Embedded within President Barack Obama's 2017 budget for HHS (PDF) is a provision to "eliminate surprise out-of-network healthcare charges for privately insured patients." Details are scant, but the administration would try to solve the problem by requiring physicians who "regularly provide services in hospitals" to accept in-network rates, even if they aren't in the insurer's network. Hospitals would also have to "take reasonable steps" to ensure patients see in-network physicians.
Patients face unexpected charges usually because of large payment disagreements between insurance companies and physicians. Physicians refuse to participate in an insurer's network, arguing insurers are low-balling them, but insurers say doctors ask for unreasonably high rates. Hospitals, and patients, are often left in the middle.
Under Obama's budget, patients would be removed from the disputes, and physicians would have to cave to the insurers' rates. That differs from New York, which recently passed a law that set up an arbitration process for insurers and providers to work out their differences while holding the patients harmless. Other states such as Pennsylvania also are looking into ways to solve the issue.
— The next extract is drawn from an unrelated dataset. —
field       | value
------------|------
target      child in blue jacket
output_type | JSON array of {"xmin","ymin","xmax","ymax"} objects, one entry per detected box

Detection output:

That's not going to go over particularly well with physicians' groups, like the American Medical Association, which points to the insurance companies as the problem because they don't reimburse enough. Outgoing AMA President Dr. Steven Stack says that "[i]nsurers should either be required to pay physicians fair market rates or else disclose to their members that they pay under-market value and offer an inadequate provider network." Incoming AMA President Dr. Andrew Gurman concurs, saying that these surprise healthcare bills "are a symptom of a much larger set of problems that have resulted from the way health insurers price their products, organize their provider networks and interact with non-contracted physicians."
A fix for this isn't going to be easy, but it is on the administration's radar, and is a hint for the next president—should he or she be a Democrat—of one of the immediate things that needs to be done in healthcare reform.